Quoique j’aie dit que l’architecture des églises de Milan ne soit pas grand’chose, il en faut excepter celle de San- Fedele, aux Jésuites, par Dominico Tibaldi, dit le Pellegrini, surtout pour l’intérieur. Il n’y a d’autre tableau dans cette église qu’une Transfiguration, de Jules-César Procaccini ; mais dans la maison au-dessus du grand escalier, il y a une copie d’une Décollation de saint Jean, de Michel-Ange de Caravage, qui, quoique copie, est une des belles choses qui se puisse voir : l’original, qui est à Malte, est le chef-d’œuvre de son auteur.

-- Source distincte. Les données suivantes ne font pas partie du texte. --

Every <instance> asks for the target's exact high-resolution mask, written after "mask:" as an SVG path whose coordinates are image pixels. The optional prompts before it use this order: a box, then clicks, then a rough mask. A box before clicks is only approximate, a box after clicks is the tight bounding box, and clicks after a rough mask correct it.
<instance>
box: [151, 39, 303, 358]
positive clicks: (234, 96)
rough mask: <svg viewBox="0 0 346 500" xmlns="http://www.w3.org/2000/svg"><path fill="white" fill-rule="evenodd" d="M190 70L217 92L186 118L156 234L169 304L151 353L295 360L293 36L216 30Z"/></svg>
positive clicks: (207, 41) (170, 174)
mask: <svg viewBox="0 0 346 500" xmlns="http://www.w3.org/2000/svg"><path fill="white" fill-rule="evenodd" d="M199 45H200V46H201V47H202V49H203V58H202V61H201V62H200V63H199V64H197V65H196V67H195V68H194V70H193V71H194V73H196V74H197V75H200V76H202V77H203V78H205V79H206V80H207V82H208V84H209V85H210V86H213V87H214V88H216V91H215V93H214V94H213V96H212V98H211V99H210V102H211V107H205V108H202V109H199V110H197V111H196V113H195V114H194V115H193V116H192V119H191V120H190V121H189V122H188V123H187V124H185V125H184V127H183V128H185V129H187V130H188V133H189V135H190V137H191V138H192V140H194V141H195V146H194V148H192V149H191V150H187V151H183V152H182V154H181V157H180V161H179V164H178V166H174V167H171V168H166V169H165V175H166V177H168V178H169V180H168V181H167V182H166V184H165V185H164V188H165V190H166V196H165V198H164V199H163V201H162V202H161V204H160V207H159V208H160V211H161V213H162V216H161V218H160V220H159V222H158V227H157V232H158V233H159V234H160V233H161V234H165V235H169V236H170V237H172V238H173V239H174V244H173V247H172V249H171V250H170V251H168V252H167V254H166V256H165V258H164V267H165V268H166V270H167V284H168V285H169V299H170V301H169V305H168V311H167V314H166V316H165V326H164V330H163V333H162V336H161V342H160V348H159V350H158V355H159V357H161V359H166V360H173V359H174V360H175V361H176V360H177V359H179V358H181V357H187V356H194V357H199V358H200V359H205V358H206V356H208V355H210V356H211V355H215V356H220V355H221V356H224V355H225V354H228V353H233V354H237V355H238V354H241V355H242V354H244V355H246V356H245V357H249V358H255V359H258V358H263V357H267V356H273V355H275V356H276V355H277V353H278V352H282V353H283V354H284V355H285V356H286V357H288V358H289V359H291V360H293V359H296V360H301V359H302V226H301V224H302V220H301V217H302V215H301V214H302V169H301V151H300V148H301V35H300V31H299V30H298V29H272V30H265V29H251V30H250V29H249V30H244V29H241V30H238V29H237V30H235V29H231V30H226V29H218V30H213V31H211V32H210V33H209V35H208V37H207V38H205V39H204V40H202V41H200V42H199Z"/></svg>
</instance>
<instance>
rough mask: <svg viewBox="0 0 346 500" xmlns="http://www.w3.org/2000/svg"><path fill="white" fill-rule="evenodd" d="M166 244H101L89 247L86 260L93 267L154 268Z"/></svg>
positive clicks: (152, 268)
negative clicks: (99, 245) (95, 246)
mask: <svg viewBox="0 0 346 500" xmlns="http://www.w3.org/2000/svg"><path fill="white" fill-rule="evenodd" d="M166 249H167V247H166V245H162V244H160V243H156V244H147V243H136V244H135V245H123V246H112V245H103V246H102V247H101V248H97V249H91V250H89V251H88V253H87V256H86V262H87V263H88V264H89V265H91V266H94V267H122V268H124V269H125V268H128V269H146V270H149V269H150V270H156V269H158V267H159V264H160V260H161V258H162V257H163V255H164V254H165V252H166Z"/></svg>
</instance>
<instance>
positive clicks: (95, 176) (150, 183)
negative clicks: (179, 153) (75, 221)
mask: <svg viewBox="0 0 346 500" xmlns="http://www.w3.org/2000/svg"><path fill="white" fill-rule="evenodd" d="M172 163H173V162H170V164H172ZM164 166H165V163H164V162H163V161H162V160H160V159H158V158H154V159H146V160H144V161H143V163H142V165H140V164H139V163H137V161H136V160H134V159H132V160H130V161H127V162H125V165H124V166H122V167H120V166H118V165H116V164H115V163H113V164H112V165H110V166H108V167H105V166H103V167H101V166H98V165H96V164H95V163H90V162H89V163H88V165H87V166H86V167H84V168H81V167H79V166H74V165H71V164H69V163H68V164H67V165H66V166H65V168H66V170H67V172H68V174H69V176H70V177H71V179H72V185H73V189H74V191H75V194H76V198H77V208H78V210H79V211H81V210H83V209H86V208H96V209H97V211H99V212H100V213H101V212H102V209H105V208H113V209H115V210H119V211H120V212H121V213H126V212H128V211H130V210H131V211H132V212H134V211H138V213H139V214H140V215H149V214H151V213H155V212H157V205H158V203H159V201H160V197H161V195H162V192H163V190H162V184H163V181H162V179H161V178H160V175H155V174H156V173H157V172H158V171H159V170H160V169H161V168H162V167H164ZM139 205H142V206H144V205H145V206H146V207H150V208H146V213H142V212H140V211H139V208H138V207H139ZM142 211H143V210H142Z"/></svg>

L’architecture de la Madonna presso San-Celso est du fameux Bramante, à ce qu’on dit, si tant est qu’un homme si célèbre ait pu mettre l’ordre dorique au-dessus du corinthien, ce qui fait tout le méchant effet qu’on peut en attendre. Cependant le portail, précédé par une bonne colonnade, a plusieurs bonnes statues et surtout une Ève digne de l’antique, par Adolphe Florentin. L’intérieur de l’église est fort riche ; tout le pavé et les murs sont revêtus de marbre : l’autel principal est de pierres précieuses, comme à Pavie, mais moins belles. L’autel de la Madonna est soutenu par quatre colonnes cannelées d’argent, dont les chapiteaux sont de vermeil. Dans une chapelle est un beau tableau de Saint Jérôme, de Paris Bordone ; et dans la sacristie une Sainte-Famille de Léonard de Vinci ; mais tous les beaux tableaux que je vois ici à tout moment ne sont rien à côté d’une Sainte-Famille qui est dans cette même sacristie : la grâce, la finesse de l’expression, la beauté de l’ordonnance, tout y porte le caractère de son auteur : vous n’avez pas besoin après cela que j’ajoute qu’elle est de Raphaël[1]. À bon compte,

  1. Cette Sainte Famille a disparu. On voit à Brera une autre peinture de Raphaël, Le Mariage de la Vierge, dont De Brosses ne parle pas.